François Fillon’s personal scandals are not the only reason he came in third in the first round of France’s presidential voting. Don’t forget, voters rejected the ruling Socialists (Hollande’s party) along with center-right Les Republicains candidate Fillon. Voters also have not forgotten the empty promises and failures of President Nicolas Sarkozy’s six years ago.
France politically is in a bad place, writes Charles C. W. Cooke in NRO.
Under Hollande’s feckless leadership, the country has been attacked from both without and within and seen an average of 1 percent growth for almost half a decade. Unemployment among 15-to-24-year-olds is now at a staggering 25 percent and has led to an exodus that has rendered London the sixth-largest French-speaking city in the world. The reflexively proud French are no longer sure that they have a future. They are afraid for their economy. They are afraid of immigration. They are afraid of technology. There is, almost everywhere you go, a tangible sense of ennui.
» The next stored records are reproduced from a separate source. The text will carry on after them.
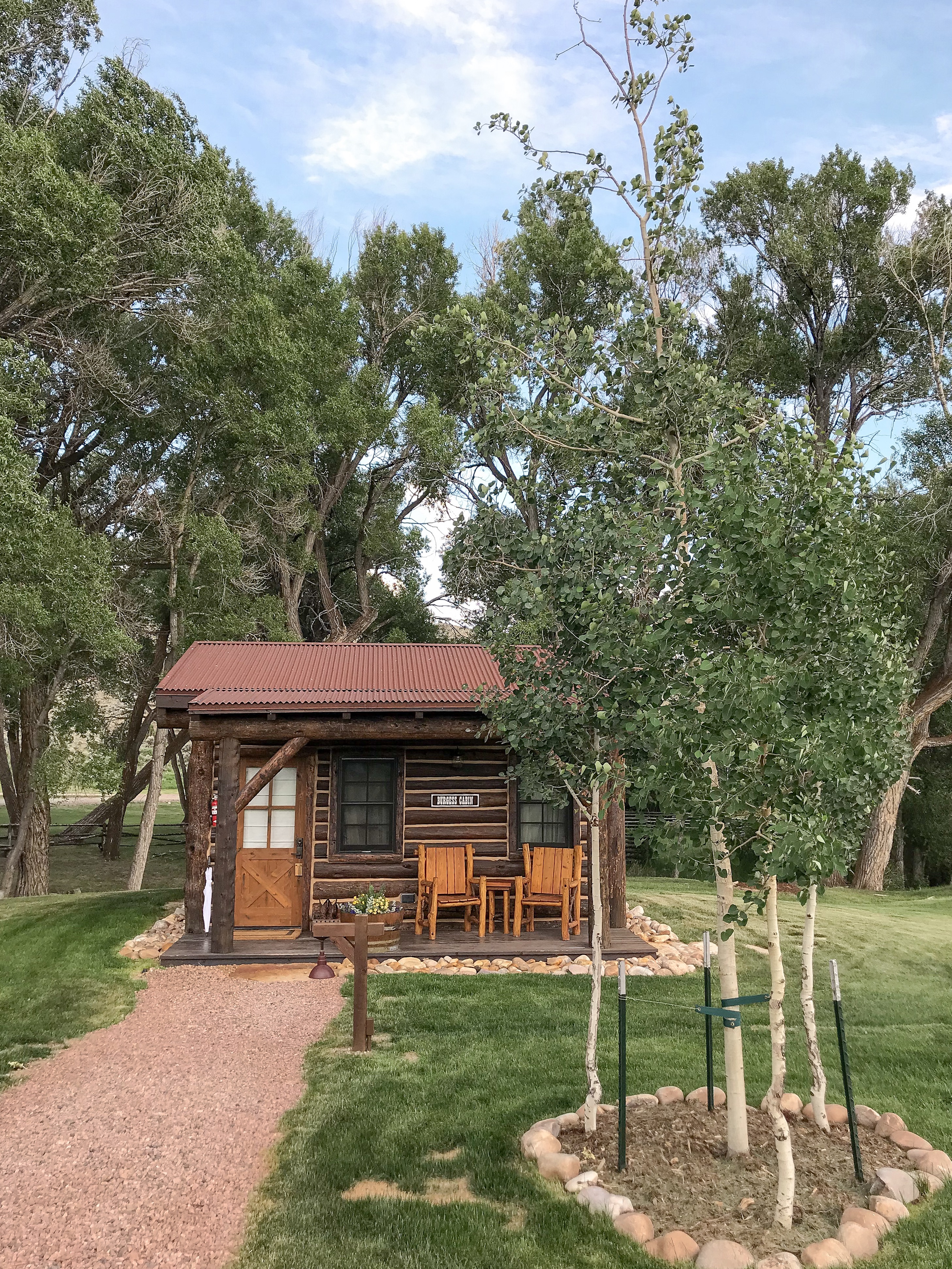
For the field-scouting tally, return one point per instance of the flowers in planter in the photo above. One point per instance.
(371, 901)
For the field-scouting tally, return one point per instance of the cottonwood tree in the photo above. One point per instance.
(563, 655)
(374, 445)
(816, 316)
(108, 207)
(57, 630)
(577, 292)
(919, 264)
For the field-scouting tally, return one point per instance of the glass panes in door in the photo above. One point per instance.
(366, 805)
(270, 817)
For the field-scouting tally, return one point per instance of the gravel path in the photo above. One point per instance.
(140, 1144)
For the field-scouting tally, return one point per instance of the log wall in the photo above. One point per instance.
(423, 769)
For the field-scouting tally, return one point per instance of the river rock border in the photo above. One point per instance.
(158, 938)
(861, 1228)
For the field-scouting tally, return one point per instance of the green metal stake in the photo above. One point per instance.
(623, 1002)
(709, 1022)
(845, 1064)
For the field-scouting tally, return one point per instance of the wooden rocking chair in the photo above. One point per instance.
(553, 877)
(446, 880)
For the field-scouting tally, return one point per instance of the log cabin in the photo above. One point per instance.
(317, 769)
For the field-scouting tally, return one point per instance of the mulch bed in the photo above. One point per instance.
(680, 1174)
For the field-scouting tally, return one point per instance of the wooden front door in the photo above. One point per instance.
(270, 852)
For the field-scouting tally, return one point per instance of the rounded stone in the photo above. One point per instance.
(592, 1196)
(866, 1117)
(724, 1254)
(559, 1168)
(860, 1243)
(580, 1182)
(673, 1246)
(889, 1123)
(929, 1182)
(642, 1100)
(895, 1183)
(834, 1113)
(635, 1226)
(937, 1163)
(827, 1254)
(889, 1209)
(791, 1104)
(537, 1141)
(870, 1220)
(600, 1111)
(699, 1097)
(669, 1096)
(909, 1141)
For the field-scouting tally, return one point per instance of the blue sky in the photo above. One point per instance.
(346, 108)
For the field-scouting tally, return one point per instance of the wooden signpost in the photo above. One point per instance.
(351, 938)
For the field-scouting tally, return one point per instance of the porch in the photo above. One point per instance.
(452, 940)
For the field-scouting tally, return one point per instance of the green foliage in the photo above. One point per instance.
(371, 901)
(817, 316)
(732, 632)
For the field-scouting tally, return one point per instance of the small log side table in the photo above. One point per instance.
(503, 886)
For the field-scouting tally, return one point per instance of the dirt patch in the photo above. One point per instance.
(438, 1191)
(680, 1174)
(272, 973)
(140, 1144)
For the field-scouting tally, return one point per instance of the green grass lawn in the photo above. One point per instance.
(83, 867)
(498, 1054)
(60, 975)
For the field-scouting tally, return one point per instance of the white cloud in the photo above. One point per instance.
(433, 70)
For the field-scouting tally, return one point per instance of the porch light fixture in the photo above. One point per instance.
(322, 970)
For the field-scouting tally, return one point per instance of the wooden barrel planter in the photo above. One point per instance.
(383, 932)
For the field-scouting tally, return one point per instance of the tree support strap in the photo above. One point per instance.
(732, 1017)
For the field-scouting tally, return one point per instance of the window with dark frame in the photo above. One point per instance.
(367, 813)
(545, 824)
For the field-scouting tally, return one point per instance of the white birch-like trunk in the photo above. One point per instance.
(738, 1141)
(786, 1177)
(818, 1082)
(595, 1094)
(148, 823)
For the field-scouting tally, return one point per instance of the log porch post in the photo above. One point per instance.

It is an uncertainty that does not suit the people that produced de Gaulle.
The mainstream parties have mismanaged the French economy for the last 15 years. France rapidly has been losing its share of the global market and, in terms of technology, cannot keep pace with, for example, Germany, especially in the auto industry. Of the challenge facing M. Macron before 7 May? The WSJ’s Review & Outlook warns that Macron needs to present a “credible vision and program for an economically prosperous and confident France that is no longer the sick man of Europe.”
Emmanuel Macron, basically a rose-colored-glass optimist, has yet to do so. Far from it. And Marine Le Pen, who has announced that she is stepping aside as leader of her Front National (FN) party, is not dead yet.